The invisible occupation of Lebanon

By Ghassan Rubeiz

Syrian’s withdrawal from Lebanon has increased freedom there, but Lebanon still faces internal threats: self-serving political leaders, a strange power-sharing formula that divides up power among religious sects, and a scary national debt.

Sectarian politics is the most fundamental structural problem in Lebanon.  Political representation and government positions are apportioned to 17 sects, in three religious communities: Christian, Muslim and Druze. The exuberant energy and phenomenal organization of popular demonstrations after the assassination of former Prime Minister Rafik Harari brought people across the religious divides to the street to demand Syrian withdrawal and democratic reforms.

Three months after the demonstrations, this energy may be starting to dissipate in the face of the challenges of nation building — including national elections.

Voting for a new parliament starts May 29. The parliament will elect a new president who is expected (according to the Taif Accord, a legal document that ended the civil war) to be a Maronite Christian. The President will assign a prime minister from the Sunni community. The parliament will elect a Shiite speaker of the house.

The Taif Accord was written in an ambiguous style making it difficult to create a working democracy. Taif assigns political representation to sects according to Lebanon’s demography. Demography changes rapidly, and as a result, the representatives become more preoccupied with numbers than with problem solving.

Regrettably, the traditional leaders who led Lebanon into its current quandary are back in command of politics, organizing lists of candidacy for the new parliament. Ideology is secondary to money and social status in the contest for political power. Among the Sunnis, the Harari family is enlisting candidates from the various sects and forming hard-to-beat electoral lists for the election. Rafik Harari’s son and his sister have emerged as powerful national politicians.

Hezbollah leads the Shiites, which are an estimated 35 percent of the Lebanese population. The group is likely to score well in the elections, given its significant demographic representation and its popularity as a “resistance” force. Walid Jumblat, a master of rhetoric and theatrical politics, leads the Druze minority community in the electoral campaign.

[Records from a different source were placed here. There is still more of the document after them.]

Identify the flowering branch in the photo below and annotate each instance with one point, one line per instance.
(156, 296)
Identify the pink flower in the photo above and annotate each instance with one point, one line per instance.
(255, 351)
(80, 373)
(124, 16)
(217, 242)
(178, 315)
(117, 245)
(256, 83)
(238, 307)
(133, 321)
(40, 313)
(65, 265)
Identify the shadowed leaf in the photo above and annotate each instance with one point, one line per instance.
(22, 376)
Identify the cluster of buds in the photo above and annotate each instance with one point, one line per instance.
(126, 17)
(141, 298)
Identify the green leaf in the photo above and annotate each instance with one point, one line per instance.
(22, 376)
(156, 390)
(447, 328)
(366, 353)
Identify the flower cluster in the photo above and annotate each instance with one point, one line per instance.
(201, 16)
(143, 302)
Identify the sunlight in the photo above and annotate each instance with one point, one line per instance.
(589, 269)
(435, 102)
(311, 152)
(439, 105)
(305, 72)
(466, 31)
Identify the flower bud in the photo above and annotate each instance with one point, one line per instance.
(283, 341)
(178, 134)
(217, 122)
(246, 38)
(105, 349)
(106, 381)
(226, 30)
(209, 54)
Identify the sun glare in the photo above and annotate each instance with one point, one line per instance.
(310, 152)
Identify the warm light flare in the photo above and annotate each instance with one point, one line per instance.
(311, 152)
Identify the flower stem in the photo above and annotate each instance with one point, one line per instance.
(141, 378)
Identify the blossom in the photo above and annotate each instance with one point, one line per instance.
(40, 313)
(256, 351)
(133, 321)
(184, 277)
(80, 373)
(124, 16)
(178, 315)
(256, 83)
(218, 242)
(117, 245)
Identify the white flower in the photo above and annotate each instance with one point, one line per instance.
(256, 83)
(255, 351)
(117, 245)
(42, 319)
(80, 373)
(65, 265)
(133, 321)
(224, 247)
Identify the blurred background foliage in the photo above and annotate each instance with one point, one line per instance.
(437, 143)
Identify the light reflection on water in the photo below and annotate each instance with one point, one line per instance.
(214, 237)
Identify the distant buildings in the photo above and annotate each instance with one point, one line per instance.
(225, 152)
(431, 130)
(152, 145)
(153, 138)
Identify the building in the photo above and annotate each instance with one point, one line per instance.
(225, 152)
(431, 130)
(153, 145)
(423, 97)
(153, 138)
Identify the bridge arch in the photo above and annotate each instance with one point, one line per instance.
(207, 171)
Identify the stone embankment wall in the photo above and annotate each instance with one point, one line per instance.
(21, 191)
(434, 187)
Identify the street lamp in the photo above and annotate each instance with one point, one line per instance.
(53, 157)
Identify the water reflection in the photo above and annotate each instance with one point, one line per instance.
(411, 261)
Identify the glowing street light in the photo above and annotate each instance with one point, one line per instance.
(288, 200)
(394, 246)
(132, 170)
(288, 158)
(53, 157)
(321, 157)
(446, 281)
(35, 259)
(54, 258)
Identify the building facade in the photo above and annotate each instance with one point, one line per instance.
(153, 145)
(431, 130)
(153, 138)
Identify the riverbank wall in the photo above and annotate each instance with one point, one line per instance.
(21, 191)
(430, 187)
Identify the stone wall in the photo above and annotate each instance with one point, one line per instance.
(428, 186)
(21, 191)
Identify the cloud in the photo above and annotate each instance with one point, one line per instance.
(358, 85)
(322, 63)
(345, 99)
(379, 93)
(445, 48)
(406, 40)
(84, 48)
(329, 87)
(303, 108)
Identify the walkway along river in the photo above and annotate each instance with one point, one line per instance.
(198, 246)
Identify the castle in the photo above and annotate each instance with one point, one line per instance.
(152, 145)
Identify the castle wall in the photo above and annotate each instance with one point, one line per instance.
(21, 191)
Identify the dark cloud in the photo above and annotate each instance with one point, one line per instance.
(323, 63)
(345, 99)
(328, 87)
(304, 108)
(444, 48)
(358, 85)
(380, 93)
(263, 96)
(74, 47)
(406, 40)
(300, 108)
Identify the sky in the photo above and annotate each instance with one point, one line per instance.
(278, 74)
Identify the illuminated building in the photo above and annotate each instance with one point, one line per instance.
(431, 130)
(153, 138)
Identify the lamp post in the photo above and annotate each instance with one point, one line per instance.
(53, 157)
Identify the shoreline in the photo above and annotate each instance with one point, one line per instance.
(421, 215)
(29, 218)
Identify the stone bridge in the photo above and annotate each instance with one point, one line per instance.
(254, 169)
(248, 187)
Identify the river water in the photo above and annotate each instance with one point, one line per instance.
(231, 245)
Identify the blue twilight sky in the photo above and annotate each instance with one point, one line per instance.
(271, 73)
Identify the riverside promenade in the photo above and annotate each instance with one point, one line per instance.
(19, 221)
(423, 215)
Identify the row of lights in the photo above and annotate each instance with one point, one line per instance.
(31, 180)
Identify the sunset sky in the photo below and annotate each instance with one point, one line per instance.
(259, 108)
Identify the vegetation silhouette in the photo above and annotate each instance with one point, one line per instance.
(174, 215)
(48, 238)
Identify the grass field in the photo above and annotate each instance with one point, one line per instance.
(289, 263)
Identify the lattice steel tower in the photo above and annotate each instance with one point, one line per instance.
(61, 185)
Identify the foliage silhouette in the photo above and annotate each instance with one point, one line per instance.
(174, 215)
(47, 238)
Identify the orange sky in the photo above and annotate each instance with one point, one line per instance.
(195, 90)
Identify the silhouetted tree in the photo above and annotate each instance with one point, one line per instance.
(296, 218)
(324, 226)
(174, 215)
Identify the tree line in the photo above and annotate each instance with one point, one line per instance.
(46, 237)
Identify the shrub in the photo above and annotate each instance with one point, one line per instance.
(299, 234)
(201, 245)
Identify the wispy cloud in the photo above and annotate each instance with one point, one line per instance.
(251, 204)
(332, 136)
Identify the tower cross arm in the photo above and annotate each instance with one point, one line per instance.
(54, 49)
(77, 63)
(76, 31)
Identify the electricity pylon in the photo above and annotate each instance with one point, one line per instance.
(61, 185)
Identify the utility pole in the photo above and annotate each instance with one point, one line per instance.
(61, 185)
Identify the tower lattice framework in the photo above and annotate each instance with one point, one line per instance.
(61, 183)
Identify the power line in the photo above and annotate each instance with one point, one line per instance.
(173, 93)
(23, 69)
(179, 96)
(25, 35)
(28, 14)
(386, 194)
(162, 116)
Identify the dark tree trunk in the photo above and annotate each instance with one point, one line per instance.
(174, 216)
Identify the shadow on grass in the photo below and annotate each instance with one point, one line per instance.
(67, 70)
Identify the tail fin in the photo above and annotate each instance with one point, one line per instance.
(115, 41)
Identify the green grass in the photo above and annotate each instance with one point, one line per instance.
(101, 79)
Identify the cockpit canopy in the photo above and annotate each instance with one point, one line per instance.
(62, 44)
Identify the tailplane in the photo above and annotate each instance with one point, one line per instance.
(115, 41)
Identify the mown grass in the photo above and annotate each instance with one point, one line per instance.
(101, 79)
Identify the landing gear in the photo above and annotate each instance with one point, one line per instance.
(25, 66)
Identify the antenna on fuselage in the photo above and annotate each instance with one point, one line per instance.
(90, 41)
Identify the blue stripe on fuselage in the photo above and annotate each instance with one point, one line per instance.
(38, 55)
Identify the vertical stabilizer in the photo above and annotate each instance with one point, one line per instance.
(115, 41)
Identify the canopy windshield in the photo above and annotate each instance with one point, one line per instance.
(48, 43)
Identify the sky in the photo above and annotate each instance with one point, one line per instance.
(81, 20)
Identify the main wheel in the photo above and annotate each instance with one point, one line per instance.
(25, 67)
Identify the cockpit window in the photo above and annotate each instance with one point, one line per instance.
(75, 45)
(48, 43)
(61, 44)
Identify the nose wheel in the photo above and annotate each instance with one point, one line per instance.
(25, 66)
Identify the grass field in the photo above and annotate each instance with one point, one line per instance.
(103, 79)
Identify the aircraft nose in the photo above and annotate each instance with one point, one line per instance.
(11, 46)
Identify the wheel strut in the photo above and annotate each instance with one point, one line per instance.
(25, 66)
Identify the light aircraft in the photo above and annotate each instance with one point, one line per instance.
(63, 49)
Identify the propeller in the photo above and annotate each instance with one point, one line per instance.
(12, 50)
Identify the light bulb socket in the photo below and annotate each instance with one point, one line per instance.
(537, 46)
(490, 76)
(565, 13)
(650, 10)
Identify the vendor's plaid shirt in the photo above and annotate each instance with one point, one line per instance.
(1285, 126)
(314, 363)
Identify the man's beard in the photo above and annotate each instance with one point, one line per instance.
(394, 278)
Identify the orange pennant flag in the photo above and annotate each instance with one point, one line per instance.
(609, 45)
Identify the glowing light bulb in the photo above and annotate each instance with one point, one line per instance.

General Michael Aoun is the most popular politician in the Christian community, which has shrunk demographically over the last few decades. Aoun’s popularity is not easy to explain. He has a large following among the educated youth, who dream of radical change. He is a former army commander, secular and non-sectarian. He recently returned to Lebanon after a period of exile in France.

Aoun’s popularity, however, makes him a threat to many traditional politicians within the Christian establishment. And his bloody factional fighting in the civil war and his sudden emergence on the scene, as a strong presidential figure, scare many people who worry that he made had made too many questionable deals for support, such as from groups like Hizbullah.

Political observers do not expect much from the new parliament. Christians complain bitterly about the current election law. They claim that the law is structured to disqualify the best representatives.

They argue that leading Muslim candidates are likely to carry too many co-opted Christian candidates on their lists, thus depriving Christians of an independent voice. The Shiites, for their part, complain (covertly) that their share of 20 percent of the parliamentary quota is not fair, given that every third Lebanese is a Shiite.

The Lebanese abroad, who are as a whole, rich, educated and influential, are not allowed to vote in the Lebanese elections. The majority of the Lebanese diaspora is Christian.

The international diaspora is vital to Lebanon’s future. There are as many Lebanese outside the country as there are in it, if you consider the last number of Lebanese who have emigrated over the past three or four generations. Expatriate Lebanese are hesitant to invest heavily in their country as long as its future is in great doubt.

The Lebanese reform movement of the winter and early spring has weakened. There has been a rapid softening of political demands of nation building: elimination of militias, control on the escalating national debt, dealing with corruption and communal reconciliation. The approaching elections are fueling sectarian tension rather than serving as an opportunity for the empowerment of the state.

There are no easy ways to deal with sectarian power sharing since religious and family loyalty rival interests of the state in Lebanon and the entire Middle East. But there are ways to make representation of the various religious communities fair and communal rather than a zero-sum destructive game.

Creating a rotating formula for a ‘cabinet of presidents’ (a smaller group that would take turns as president) representing the major religious communities may reduce sectarian rivalry. Allowing the diaspora to vote would reduce demographic tension within Lebanon itself.

A gradual formula of secularization of the country through popular education, civil marriage, and party-based representation are some long-term measures that the Lebanese should discuss to free their country from structural and attitudinal barriers to nation building. Finally, Lebanese politicians would do well to listen to the voices of the youth, who are determined to change the nature of current tribal politics.